Nixon’s comments on the real event are an excellent description of the fantastical one. This act was longer than I’d imagined it would be, leaving room for all the elements that Nixon describes. It closed with Soprano Hye June Lee’s coloratura aria “I am the Wife of Chairman Mao,” which left the audience breathless with its ferocity. For all the vocal pyrotechnics of the evening, her performance transformed could have been a painfully long act, and transformed it into spellbinding drama.

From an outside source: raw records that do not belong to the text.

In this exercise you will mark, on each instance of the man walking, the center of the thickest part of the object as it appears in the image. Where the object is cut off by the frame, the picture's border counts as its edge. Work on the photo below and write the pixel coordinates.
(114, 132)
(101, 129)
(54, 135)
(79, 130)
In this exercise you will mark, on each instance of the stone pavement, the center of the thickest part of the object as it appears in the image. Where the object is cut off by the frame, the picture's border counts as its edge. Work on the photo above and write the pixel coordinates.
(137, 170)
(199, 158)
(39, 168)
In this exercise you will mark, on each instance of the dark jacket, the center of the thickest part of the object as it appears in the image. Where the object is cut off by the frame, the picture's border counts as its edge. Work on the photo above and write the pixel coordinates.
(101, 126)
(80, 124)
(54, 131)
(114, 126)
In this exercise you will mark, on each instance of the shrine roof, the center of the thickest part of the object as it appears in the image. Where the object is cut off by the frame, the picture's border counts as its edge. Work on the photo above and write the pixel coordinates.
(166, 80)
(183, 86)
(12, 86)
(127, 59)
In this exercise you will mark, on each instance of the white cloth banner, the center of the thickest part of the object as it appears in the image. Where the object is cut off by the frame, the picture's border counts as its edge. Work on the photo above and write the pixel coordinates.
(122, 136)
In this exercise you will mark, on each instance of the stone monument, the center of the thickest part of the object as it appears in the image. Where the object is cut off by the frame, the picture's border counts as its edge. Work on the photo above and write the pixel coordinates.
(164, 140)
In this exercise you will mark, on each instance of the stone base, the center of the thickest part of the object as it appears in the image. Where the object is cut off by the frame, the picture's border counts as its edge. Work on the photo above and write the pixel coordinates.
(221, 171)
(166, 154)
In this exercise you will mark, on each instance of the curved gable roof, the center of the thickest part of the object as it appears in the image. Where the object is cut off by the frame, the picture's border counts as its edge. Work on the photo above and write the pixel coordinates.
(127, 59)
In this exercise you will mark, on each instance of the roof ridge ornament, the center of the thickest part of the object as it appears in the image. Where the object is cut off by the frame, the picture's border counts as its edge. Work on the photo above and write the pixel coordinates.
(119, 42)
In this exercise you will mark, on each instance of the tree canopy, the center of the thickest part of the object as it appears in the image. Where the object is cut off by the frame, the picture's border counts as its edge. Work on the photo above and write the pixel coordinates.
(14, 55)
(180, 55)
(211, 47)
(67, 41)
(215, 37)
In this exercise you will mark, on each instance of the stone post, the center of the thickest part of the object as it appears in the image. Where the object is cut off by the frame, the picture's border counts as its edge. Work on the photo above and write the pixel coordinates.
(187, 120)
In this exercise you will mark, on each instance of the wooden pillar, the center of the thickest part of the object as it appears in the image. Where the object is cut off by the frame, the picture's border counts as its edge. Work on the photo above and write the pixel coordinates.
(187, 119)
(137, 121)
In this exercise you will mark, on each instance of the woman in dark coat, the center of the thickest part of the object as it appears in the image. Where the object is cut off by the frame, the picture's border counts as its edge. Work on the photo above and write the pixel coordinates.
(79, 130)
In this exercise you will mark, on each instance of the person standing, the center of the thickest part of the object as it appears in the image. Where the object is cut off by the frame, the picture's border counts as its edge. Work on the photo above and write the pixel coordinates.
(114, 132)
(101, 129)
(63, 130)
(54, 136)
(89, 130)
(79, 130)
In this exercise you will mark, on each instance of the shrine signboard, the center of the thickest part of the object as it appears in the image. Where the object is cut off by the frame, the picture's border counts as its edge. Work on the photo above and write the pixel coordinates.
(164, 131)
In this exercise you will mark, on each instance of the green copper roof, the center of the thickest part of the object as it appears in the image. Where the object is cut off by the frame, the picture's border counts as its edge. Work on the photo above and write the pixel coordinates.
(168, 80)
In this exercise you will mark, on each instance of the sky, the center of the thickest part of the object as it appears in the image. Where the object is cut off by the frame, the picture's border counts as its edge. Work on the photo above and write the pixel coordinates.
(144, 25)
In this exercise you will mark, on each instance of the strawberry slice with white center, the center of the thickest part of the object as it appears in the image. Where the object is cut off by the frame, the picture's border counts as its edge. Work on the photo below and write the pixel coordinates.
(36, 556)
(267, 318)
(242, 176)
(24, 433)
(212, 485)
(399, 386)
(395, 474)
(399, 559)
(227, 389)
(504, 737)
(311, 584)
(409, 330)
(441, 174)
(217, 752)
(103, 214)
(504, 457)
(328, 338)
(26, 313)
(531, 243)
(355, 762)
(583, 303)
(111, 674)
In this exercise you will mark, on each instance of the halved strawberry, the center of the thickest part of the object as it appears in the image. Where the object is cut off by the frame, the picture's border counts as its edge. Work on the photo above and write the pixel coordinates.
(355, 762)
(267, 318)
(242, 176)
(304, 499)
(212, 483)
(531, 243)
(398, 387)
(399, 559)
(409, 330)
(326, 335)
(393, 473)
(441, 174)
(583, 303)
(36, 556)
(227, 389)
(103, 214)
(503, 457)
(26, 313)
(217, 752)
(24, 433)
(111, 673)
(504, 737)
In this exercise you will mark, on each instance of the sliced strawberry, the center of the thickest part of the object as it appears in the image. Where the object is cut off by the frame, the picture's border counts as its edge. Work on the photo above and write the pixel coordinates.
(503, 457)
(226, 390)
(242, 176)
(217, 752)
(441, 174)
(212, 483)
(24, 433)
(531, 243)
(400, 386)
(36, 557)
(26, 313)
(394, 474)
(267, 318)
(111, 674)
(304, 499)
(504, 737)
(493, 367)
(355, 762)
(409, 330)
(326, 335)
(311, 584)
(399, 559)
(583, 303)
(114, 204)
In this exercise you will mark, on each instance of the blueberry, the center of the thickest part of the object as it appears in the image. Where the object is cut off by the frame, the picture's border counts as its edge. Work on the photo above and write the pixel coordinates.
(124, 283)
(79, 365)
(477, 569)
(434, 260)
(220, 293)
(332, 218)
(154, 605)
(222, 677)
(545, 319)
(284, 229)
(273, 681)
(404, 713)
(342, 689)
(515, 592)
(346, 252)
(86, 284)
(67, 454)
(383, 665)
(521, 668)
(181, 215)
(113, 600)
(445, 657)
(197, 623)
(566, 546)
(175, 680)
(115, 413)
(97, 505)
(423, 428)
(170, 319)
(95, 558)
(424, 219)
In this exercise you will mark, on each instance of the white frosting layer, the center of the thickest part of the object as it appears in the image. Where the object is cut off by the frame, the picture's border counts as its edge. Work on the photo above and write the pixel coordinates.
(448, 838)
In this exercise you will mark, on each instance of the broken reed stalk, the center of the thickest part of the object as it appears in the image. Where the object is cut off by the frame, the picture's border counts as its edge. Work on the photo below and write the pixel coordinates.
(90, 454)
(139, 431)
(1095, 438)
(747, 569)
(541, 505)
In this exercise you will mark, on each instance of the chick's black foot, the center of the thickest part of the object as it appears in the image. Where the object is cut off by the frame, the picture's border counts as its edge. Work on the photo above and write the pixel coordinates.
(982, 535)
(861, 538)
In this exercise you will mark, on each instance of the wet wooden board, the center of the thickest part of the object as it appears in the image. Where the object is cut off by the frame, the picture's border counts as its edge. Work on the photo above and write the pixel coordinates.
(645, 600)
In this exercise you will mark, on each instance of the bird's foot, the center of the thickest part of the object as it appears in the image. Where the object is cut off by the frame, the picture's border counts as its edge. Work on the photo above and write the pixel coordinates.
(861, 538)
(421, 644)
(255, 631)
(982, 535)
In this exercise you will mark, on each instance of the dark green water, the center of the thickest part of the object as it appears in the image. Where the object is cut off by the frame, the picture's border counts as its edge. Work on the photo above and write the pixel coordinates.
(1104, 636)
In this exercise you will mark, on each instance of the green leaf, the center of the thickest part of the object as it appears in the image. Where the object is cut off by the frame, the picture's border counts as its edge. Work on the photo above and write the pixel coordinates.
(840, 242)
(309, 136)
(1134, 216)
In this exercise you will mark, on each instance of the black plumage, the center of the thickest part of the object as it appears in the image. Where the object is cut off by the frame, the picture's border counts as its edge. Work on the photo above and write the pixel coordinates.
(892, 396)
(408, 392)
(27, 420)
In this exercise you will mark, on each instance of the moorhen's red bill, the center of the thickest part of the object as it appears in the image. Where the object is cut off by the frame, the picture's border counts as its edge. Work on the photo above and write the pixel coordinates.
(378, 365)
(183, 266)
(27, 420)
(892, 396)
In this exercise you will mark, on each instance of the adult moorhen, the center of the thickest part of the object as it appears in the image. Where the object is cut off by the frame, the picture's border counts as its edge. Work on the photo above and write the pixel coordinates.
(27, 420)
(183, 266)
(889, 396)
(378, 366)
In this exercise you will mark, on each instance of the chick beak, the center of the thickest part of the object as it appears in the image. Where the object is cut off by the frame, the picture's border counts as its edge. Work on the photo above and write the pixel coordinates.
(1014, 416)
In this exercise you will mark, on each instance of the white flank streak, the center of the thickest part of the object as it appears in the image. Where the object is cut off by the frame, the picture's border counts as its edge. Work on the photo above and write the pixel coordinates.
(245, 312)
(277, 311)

In Act III, the principals reflect upon what has taken place, and provide more context about how this fits in their personal lives. Parts of this act are difficult to understand, as various actors sing different parts simultaneously. As throughout the play, Chou En-lai (Chen-Ye Yuan) emerges as the true philosopher. Yuan sings alone, with a ghostly wistfulness and a measured pacing in “I am Old and Cannot Sleep,” singing “How much of what we did was good?”
San Francisco Opera’s production of Nixon in China succeeds (in Adam’s words) in lifting “the story and its characters, so numbingly familiar to us from the news media, out of the ordinary and onto a more archetypal plane.” The only regret is that it took them twenty five years to do so.